It's always scary to do things we've never done before. When the challenge ahead is rock climbing "Exposure in F Major" you better be sure you know what you are doing. "Exposure" has been referred to "steep, intimidating and not for sissies". Ambassador Andy Court, tells us how him and his friend Teo put themselves to the challenge.
Taking On The Challenge
On a cool Saturday morning at 3:30am I found myself half asleep missing the turn off to N1 city where I was to meet my climbing partner Teo. After parking next to the McDonald’s, Teo and I set off for Du Toit’s Kloof in his bakkie. We were going to climb a classic route called Exposure in F Major. It is considered a “must do” route for the aspiring traditional climber. We did copious amounts of research on the climbing forum beforehand and were led to believe that it would be a serious test of our climbing ability. There are many horror stories about climbers suffering from dehydration, getting heinously lost on the descent, and bush-whacking through head height protea bushes at 12 o-clock at night. Thus we set off from the parking lot with serious faces, headlamps and 3 liters of water each. A somewhat sketchy walk back along the N1, lead us to the start of the walk.
Stance at the Micro ledge
An hour and a half later the sun was up and we were at the base of the wall. The route looked epic, an obvious vertical ridge stood in front of us. Route finding on a big wall is quite an art. We had an old written description of the route and a pixilated picture with a Microsoft Paint line drawn up it. We had been warned that losing the route above pitch 3 would land us in hot water and we would have to sacrifice precious gear to regain the route. With all this in mind, Teo set off up the first pitch gunning for an obvious grassy ledge. The aim for climbing a wall like this one is to be as fast and efficient as possible whilst remaining safe.
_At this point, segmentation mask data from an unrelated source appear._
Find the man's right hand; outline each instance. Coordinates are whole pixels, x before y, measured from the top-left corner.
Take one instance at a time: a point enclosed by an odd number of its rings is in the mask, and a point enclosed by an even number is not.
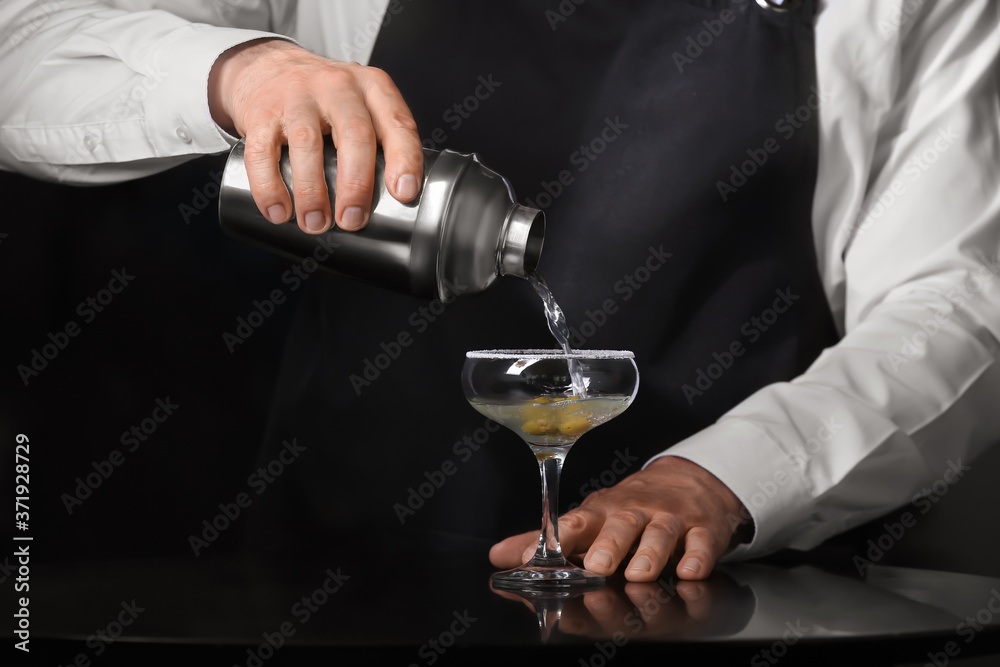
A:
[[[291,217],[292,199],[278,170],[288,145],[299,227],[330,228],[323,136],[337,148],[336,210],[346,230],[368,224],[378,144],[385,182],[400,202],[416,198],[423,152],[416,122],[389,75],[328,60],[279,39],[255,40],[223,53],[209,77],[209,109],[218,125],[246,137],[244,160],[257,208],[274,223]]]

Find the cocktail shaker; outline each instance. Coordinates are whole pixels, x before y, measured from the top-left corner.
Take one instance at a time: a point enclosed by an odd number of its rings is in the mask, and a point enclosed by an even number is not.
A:
[[[261,215],[250,194],[243,152],[240,140],[229,154],[219,189],[219,222],[232,237],[290,259],[312,258],[335,273],[442,301],[482,292],[498,276],[526,278],[538,264],[544,214],[515,203],[510,183],[475,154],[425,149],[420,195],[401,204],[386,189],[379,152],[368,226],[356,232],[334,226],[313,235],[300,230],[294,218],[275,225]],[[337,154],[329,137],[324,153],[332,205]],[[280,169],[291,193],[287,147]]]

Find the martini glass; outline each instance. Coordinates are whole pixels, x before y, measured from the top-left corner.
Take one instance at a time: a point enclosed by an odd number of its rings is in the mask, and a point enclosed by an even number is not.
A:
[[[577,567],[559,545],[559,474],[570,447],[621,414],[635,398],[639,372],[631,352],[484,350],[466,353],[462,387],[480,413],[521,436],[542,477],[542,530],[535,555],[493,575],[509,589],[600,586],[604,576]]]

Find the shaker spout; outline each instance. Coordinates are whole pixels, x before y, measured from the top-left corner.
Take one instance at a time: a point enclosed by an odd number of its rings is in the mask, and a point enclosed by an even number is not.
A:
[[[535,272],[545,240],[545,214],[514,204],[504,222],[500,275],[527,278]]]

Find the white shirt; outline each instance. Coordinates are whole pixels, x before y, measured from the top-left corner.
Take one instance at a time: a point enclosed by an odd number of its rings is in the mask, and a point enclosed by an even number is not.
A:
[[[363,63],[389,0],[300,0],[297,12],[282,0],[114,4],[293,34]],[[1000,441],[998,7],[822,6],[813,231],[844,337],[668,452],[750,510],[753,542],[730,559],[815,546]],[[209,71],[269,34],[85,0],[5,0],[0,26],[0,167],[76,183],[227,150],[236,138],[212,122]]]

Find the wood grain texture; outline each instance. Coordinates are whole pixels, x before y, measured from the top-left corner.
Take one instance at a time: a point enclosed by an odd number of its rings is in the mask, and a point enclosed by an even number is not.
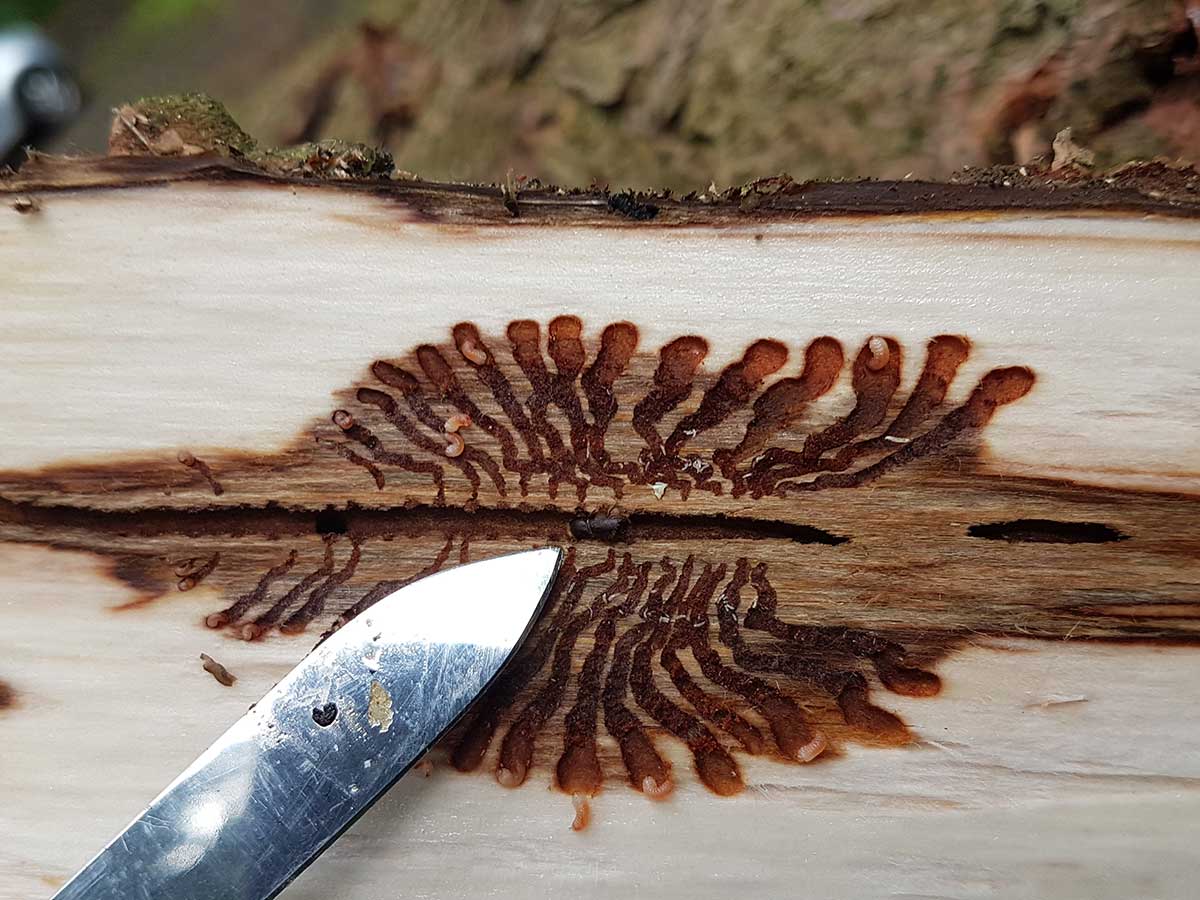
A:
[[[0,216],[0,896],[339,617],[547,541],[528,671],[298,897],[1187,896],[1188,215],[534,229],[209,174]]]

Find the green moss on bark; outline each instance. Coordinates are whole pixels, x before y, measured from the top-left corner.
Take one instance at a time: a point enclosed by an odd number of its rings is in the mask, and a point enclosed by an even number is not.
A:
[[[219,101],[206,94],[143,97],[116,110],[109,152],[118,156],[194,156],[215,153],[247,160],[276,175],[327,179],[386,178],[386,150],[327,140],[263,148]]]

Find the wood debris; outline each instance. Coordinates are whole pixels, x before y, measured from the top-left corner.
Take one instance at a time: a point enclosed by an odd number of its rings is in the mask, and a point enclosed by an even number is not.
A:
[[[204,664],[204,671],[215,678],[220,684],[225,685],[225,687],[233,687],[234,682],[237,681],[236,675],[207,653],[200,654],[200,662]]]

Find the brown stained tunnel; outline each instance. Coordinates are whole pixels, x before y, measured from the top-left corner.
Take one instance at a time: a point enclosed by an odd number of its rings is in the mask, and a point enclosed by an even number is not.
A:
[[[935,336],[906,368],[887,336],[849,350],[764,339],[710,373],[698,335],[647,351],[628,322],[596,337],[572,316],[501,335],[459,323],[445,343],[372,361],[280,454],[0,473],[0,540],[99,553],[138,604],[215,594],[198,624],[234,638],[309,642],[444,566],[565,545],[520,657],[451,736],[454,766],[506,786],[542,771],[577,797],[623,781],[660,798],[686,777],[664,752],[674,742],[731,794],[747,756],[807,763],[847,740],[912,740],[877,698],[936,695],[938,661],[981,635],[1194,637],[1164,617],[1081,626],[1088,592],[1119,573],[1081,569],[1086,596],[1061,602],[1043,587],[1071,564],[1045,556],[1064,552],[1054,535],[1081,553],[1103,529],[1129,537],[1097,510],[1167,527],[1194,503],[1009,479],[1004,515],[951,526],[937,512],[993,502],[969,466],[978,436],[1035,383],[1008,365],[956,385],[972,352]],[[1063,517],[1084,530],[1008,514],[1026,495],[1091,510]],[[1155,527],[1121,552],[1178,568]],[[887,553],[872,555],[880,540]],[[1006,552],[1043,555],[1002,583]],[[949,598],[947,567],[961,582]],[[937,602],[923,579],[941,585]]]

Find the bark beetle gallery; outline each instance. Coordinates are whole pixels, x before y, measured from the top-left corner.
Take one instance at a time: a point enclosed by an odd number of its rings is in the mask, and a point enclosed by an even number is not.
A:
[[[710,374],[695,335],[646,350],[627,322],[459,323],[374,361],[278,453],[0,474],[0,539],[99,553],[135,605],[213,591],[198,627],[245,640],[566,545],[533,635],[445,750],[510,787],[552,772],[582,821],[606,780],[670,793],[672,739],[721,795],[739,756],[909,742],[880,689],[936,695],[936,663],[981,637],[1194,640],[1169,612],[1194,503],[989,472],[979,434],[1034,373],[998,360],[962,384],[966,338],[914,349],[915,379],[886,336],[758,340]],[[1168,612],[1134,616],[1134,594]]]

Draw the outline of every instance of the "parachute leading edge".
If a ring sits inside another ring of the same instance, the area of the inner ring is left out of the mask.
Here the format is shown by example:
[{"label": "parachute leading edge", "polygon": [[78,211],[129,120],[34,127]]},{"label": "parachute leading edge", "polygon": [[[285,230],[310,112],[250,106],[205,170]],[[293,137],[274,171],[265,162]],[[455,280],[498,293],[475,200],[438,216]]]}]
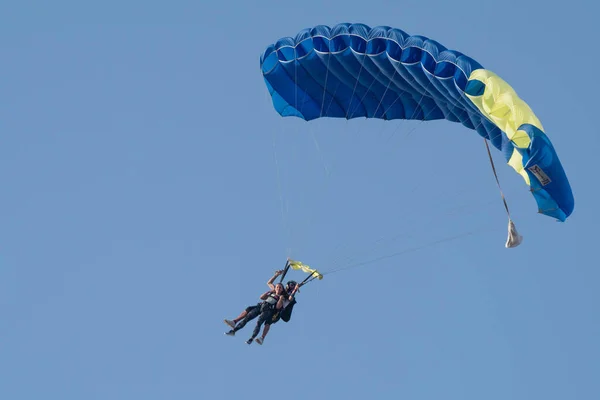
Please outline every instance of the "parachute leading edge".
[{"label": "parachute leading edge", "polygon": [[281,116],[460,122],[503,153],[540,213],[564,221],[573,212],[566,173],[530,107],[435,40],[386,26],[319,25],[268,46],[260,65]]}]

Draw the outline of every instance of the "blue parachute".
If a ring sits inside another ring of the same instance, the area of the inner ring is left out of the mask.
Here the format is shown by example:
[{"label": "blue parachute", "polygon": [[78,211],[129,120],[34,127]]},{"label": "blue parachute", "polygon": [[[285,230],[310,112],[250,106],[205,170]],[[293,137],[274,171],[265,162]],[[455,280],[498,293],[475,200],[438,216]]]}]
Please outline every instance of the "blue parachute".
[{"label": "blue parachute", "polygon": [[564,221],[573,212],[567,176],[529,106],[496,74],[435,40],[387,26],[320,25],[268,46],[260,67],[281,116],[459,122],[504,154],[540,213]]}]

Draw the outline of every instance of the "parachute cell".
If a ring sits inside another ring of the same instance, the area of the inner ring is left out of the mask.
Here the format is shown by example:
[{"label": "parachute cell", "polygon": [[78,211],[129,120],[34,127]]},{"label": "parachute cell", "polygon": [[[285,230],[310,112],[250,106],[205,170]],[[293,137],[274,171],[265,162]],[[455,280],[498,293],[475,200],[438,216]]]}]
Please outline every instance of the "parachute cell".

Fantastic exposed climbing on easy terrain
One must tread the line between climbing quickly and climbing dangerously. Loose rock, lichen and rope drag all need to be negotiated on the ascent. At the 4th pitch we managed to keep on route and traversed right around the corner. I was leading and ended up on a fantastically exposed micro ledge with my legs dangling over the abyss. That ledge alone justifies the climbs name. We continued up the ridge, climbing some spectacular 50m long pitches, as the cars on the N1 got smaller and smaller. We topped out the route about 2:30pm, way faster than we expected and with lots of water to spare. The view from the top was stunning, with views of Table Mountain, Yellowwood Amphitheatre and du Toit’s Peak.
Finishing so early gave us plenty of time to find the correct descent. The descent gully led us through a stunning forest and the onto the final scree slope to the road. We were back at the car, drinking a beer and gazing up at the route before sun set.
Get Out And Go
It’s incredibly satisfying to see how far you can go in one day. We found the route quite easy. We may have just gotten lucky, with conditions and route finding, or we were well prepared and climbed well. I guess what we learned from this climb was that you shouldn’t always trust what other people say and that getting out there and going for it is always a good option.